NogDog! You have Lombard St!!!!! I grew up going down that every year... Now, it is closed to through traffic unless you live there.


----------



## NogDog (May 1, 2009)

BTackitt said:


> NogDog! You have Lombard St!!!!! I grew up going down that every year... Now, it is closed to through traffic unless you live there.


As a kid I must have listened a hundred times to the Bill Cosby album that had the "Lombard Street" story on it.


----------



## sebat (Nov 16, 2008)

BTackitt said:


> NogDog! You have Lombard St!!!!! I grew up going down that every year... Now, it is closed to through traffic unless you live there.


Did that just happen? We went down it about 8 months ago and I never saw a sign saying closed to traffic.


----------



## perryluvr (Feb 7, 2010)

I haven't been home to SF in a few years.  I didn't know it was closed to through traffic.  Maybe it's just some work they are doing on the street.  My mom and sister still live in the area.  I'll have to ask if they've heard anything.


----------



## sherylb (Oct 27, 2008)

More pics for you!

Lombard Street seen from just below Coit Tower (Wiggly part is at the top)

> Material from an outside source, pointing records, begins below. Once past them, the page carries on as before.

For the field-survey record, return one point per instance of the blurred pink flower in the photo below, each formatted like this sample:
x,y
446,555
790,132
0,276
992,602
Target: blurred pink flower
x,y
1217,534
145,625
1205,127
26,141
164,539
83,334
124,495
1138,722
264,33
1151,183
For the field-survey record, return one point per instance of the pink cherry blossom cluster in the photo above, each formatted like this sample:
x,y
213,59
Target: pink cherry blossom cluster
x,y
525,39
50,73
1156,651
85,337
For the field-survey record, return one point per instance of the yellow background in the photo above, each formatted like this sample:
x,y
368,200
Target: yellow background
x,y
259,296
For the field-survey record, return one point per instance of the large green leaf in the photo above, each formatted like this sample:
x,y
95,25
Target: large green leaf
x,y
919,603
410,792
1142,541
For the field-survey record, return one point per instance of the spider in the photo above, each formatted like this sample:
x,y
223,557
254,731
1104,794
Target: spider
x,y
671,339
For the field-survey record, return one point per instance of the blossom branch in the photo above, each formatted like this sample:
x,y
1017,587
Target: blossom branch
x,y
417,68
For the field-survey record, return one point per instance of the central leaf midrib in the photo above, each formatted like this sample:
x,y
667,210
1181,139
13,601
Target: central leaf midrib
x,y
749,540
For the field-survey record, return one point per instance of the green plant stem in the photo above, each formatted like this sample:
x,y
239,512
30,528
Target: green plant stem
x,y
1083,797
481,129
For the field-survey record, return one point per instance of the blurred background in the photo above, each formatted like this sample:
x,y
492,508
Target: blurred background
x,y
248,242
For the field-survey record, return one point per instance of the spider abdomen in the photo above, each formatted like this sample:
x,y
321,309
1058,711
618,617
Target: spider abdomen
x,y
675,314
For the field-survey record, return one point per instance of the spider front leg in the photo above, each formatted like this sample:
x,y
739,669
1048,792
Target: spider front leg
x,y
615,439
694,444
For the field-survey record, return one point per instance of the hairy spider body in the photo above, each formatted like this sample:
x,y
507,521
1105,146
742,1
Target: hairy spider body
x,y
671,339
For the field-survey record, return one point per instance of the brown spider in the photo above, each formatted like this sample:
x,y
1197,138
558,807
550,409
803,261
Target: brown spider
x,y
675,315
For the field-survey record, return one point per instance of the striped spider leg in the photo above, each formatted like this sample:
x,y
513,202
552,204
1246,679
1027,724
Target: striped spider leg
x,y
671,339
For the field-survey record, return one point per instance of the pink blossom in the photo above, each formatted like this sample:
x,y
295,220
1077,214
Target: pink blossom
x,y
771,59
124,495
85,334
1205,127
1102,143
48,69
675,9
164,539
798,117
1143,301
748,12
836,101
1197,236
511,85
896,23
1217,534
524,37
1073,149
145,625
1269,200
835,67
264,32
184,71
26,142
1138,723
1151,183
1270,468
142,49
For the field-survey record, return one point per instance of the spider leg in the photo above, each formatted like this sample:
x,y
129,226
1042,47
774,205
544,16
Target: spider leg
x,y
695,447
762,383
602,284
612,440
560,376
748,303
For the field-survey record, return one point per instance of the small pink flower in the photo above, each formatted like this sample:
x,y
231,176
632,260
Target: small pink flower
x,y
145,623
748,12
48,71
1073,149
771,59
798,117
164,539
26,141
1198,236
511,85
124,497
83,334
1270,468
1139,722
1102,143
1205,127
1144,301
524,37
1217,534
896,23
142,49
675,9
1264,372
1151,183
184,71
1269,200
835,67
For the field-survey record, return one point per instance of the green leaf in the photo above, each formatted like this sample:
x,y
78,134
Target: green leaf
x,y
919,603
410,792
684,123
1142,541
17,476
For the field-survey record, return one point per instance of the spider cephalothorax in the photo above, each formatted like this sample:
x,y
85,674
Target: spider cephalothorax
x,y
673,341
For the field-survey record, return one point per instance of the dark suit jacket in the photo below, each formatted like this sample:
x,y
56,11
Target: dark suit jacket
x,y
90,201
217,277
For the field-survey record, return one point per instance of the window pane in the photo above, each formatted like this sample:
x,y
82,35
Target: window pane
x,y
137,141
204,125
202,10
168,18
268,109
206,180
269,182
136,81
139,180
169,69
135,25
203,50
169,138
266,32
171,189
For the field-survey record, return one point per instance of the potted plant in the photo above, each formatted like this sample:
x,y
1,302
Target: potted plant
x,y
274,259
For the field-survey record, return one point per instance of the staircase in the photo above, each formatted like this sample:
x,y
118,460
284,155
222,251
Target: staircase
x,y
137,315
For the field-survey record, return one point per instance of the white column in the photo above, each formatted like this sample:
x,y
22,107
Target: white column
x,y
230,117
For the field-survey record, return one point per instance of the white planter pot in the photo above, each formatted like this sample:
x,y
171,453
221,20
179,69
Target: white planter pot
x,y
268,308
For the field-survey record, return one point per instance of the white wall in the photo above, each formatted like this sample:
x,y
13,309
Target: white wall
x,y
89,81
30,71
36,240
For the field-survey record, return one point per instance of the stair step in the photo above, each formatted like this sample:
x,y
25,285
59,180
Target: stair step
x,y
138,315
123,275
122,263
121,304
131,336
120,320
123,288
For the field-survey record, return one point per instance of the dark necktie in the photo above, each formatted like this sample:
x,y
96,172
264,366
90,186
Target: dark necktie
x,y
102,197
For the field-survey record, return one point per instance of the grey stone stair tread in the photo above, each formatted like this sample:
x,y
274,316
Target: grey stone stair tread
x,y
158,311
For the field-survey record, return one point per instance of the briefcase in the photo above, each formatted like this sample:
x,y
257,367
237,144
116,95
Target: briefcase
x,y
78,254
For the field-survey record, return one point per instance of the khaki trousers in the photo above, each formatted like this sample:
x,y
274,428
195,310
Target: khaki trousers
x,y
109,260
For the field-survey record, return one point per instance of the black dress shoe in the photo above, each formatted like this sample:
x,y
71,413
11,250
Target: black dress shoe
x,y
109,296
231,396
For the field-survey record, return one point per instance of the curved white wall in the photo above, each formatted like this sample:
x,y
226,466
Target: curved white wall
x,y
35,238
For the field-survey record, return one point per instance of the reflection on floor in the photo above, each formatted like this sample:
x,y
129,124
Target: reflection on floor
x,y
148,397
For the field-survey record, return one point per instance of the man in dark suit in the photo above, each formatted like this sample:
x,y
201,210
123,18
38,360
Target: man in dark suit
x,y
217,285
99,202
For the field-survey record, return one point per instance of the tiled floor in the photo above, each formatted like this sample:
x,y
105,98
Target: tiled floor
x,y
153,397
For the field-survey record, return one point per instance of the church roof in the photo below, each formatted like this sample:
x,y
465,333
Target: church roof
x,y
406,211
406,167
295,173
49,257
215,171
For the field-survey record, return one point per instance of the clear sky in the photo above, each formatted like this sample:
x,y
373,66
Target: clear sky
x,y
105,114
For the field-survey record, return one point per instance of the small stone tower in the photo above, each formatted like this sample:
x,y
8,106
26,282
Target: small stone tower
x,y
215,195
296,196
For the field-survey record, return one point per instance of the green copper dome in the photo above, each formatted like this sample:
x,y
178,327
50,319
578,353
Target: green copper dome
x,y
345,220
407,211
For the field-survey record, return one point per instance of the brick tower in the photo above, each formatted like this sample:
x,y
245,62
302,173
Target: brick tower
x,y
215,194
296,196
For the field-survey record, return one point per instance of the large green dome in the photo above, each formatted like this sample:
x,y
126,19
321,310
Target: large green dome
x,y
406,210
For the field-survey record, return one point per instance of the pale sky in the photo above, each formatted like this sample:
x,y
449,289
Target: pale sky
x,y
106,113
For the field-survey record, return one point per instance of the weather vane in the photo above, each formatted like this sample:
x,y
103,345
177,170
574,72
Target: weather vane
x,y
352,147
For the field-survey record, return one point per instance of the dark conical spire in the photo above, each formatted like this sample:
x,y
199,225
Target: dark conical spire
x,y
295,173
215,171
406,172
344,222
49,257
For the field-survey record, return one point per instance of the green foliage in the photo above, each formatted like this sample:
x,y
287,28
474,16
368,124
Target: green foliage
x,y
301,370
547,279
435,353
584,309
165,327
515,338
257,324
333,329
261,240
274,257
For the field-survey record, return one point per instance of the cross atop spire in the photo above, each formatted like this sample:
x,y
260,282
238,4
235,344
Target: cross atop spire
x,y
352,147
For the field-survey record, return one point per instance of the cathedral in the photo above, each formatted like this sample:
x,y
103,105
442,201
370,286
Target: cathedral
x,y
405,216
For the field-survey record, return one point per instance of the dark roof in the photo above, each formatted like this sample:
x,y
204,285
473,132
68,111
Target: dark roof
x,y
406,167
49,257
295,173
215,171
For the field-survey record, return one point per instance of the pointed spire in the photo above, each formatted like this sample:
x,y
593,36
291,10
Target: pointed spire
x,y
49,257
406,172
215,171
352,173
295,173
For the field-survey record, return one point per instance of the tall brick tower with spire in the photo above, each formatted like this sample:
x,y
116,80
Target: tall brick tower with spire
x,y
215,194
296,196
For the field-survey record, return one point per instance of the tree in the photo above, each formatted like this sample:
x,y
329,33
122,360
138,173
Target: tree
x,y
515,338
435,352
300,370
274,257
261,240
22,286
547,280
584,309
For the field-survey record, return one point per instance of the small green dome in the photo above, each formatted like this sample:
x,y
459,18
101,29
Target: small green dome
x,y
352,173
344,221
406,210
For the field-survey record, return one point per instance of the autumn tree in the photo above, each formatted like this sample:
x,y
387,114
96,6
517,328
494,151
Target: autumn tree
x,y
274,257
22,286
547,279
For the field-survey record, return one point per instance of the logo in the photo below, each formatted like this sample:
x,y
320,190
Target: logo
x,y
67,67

Another view of the bridge









I know it's running the wrong way, but this one of my favorite pics of SF because of the Dudes on the front of the Trolly!









And who could pass up some Fish & Chips?


----------



## BTackitt (Dec 15, 2008)

I knew I had more san Francisco related pics.. I searched the massive ss thread and found some:


> Some of my favorite places in San Francisco, Oh and the third picture is the OLD Cliff House, not the current one.


----------